Oradan direkt olarak kaçtığı için, onların ne kadar sürede uyancaklarını ya da herhangi bir detayı bilmiyordu Jungkook, sadece Taehyung'un yalan söylememesini umut ediyordu ve bekliyordu. Zaten yapacak başka bir şeyi de yoktu.
Gözlerine kilitlenmiş olan kırmızı gözler, gözkapaklarının ince derisine dövmelenmiş gibi, özelikle gözlerini yumduğunda oradalardı Jungkook için. Kendisine cüretkârca bakarak daha fazlasını istediğini diretiyor, aldığı nefeslerin boğazına batmasına neden oluyordu.
Daha fazlasını istemişti, değil mi? Ne tür isteklerdi bunlar? Daha fazla kan ve onun yatağını ısıtması mı? Bu yeterince açık olsa bile, beyni buna inanmamak için diretiyordu. Her seferinde bu nasıl olur, diyordu içinden bir ses hayretle. Bir kurt ve vampir. Nasıl olabilirdi? Sürüsü bunu öğrenirse Jungkook ne yapacaktı, Taehyung bunu hiç düşünüyor muydu?
Elbette ki düşünmüyordu.
Yoongi onu kendisine getirebilmek için çırpınırken, şu an küçük kurtçuğunu düşünmekten çok uzaktı Taehyung. Kustuğu kandaki zehir ve Jungkook'un getirdiği zehir Yoongi'nin söylediklerine göre uyuşuyordu, yani Jungkook yalancı değildi. Gerçekten de zehiri onlara getirmişti ama panzehiri yapmak sanıldığı kadar kolay değildi, hatta hiç değildi.
Bir sorun vardı ve Yoongi de, Taehyung da bu sorunun ne olduğunu çözemiyorlardı.
Üstelik tek sorun bu da değildi, Taehyung gittikçe daha da kötüleşerek can çekişmeye başlamıştı. Susuzluğu yüzünden etrafa saldıracak kadar durdurulamaz hâle gelmişti ve istediği kadar kan zaten evinde olmasına rağmen, susuzluğunu dindirmesi mümkün değildi.

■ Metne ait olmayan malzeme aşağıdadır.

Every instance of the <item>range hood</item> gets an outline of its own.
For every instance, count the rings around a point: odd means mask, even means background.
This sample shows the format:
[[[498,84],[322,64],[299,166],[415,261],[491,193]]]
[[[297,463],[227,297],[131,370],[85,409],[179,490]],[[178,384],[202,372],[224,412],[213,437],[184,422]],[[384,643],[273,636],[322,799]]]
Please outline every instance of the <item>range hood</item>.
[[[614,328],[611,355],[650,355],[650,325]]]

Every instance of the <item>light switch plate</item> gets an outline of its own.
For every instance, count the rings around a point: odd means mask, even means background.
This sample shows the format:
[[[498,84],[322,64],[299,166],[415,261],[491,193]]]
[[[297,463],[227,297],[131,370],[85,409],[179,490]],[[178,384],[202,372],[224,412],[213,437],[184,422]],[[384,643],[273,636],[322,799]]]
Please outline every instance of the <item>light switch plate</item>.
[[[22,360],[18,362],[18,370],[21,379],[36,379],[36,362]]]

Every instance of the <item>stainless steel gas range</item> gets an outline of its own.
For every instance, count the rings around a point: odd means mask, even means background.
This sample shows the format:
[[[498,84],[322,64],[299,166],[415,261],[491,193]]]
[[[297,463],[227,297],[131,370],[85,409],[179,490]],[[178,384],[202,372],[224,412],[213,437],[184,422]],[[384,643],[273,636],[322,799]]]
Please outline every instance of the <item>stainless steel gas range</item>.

Tek bir damla kan bile ağzına girdiği anda ağzı kor yalamış gibi acıyor, yanıyordu.
"Bu normal değil," dedi Yoongi yatağında yatan Taehyung'un yanında otururken. "Normalde zehirin etkileri böyle olmaz, neden böyle oldu?"
Daha çok kendi kendisine konuşan arkadaşına, "Sana demiştim," dedi Taehyung kesik bir alayla. "Onun kanı fazla kutsal ve lanetlenmişlere böyle oluyor işte."
Yoongi onu umursamadan, "Zehirler uyuşuyor," diyerek sesli düşünmeye devam etti. "Farklı bir şey görmedim. Ama sendeki etkisi neden farklı o zaman? Tüm gönüllülerdeki etki bile yok denecek kadar azalmıştı, vampirden vampire değişmeyen bir şey de değilse ne? Sanki bir vampirin kanını emmişsin gibi..."
ŞİMDİ OKUDUĞUN
𝐋𝐨𝐯𝐞 𝐁𝐨𝐫𝐧 𝐎𝐟 𝐁𝐥𝐨𝐨𝐝
Fanfiction"Bakalım kızışma dönemindeki bir omegayı, aptal alfalar kadar tatmin edebilecek mi bir vampir." --- Vampirler ve kurtlar arasındaki anlaşmazlığın en büyük nedenlerinden birisi, vampirlerin de omegalara fazlasıyla düşkün olmasıydı. Daha doğrusu kanla...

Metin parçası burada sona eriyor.